It’s extremely important that pilots understand the dangers of aircraft icing. Even if an airplane is equipped and certified to operate in known icing conditions, there are limitations. Flying into known or potential icing situations without thorough knowledge of icing and its effects should be avoided. Pilots need to know the adverse effects of icing on aircraft systems and control, as well as procedures to be adopted during icing encounters.
Here’s an overview of what you should know about aircraft icing:
1. What’s the definition of aircraft icing?
The severity of aircraft icing depends on the rate of accumulation, effectiveness of available de-icing equipment and actions a pilot must take to avoid or combat accumulation of ice. The pilot determines severity through an assessment of how well the aircraft can handle the accreted ice. Moderate or severe icing reported by a small aircraft carries a different meaning than the same severity reported by a large aircraft. Due to inexperience in ice identification (and because the differences among icing types are often small), ice type is often inaccurately reported.
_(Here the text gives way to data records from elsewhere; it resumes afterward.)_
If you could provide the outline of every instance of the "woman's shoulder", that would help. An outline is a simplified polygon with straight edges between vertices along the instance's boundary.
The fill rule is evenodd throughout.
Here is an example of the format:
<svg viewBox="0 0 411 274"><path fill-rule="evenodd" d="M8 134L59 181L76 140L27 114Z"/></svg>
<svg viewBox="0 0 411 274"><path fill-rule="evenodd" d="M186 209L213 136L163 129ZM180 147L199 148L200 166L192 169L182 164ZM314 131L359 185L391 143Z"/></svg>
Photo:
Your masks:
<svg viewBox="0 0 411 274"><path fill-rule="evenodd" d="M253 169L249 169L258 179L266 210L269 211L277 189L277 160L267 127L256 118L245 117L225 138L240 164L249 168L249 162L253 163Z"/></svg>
2. What are the different categories of aircraft icing?
"Trace icing" refers to a rate of ice accumulation just slightly greater than the rate of ice loss due to sublimation. This category of icing is not hazardous, and no action is normally necessary when this category is encountered for one hour or more. "Light icing" indicates that the rate of ice accumulation may create a problem if the aircraft remains in this environment for one hour or more. The occasional use of de-icing or anti-icing equipment may be necessary to remove or prevent accumulation. "Moderate icing" indicates a rate of accumulation so great that even a short encounter can become hazardous. The use of de-icing or anti-icing equipment – along with a heading or altitude change – is usually necessary. In the case of "severe icing," the rate of accumulation is such that de-icing or anti-icing equipment cannot adequately control or reduce the hazard. An immediate heading and/or altitude change is typically necessary.
3. How do we differentiate among different ice types?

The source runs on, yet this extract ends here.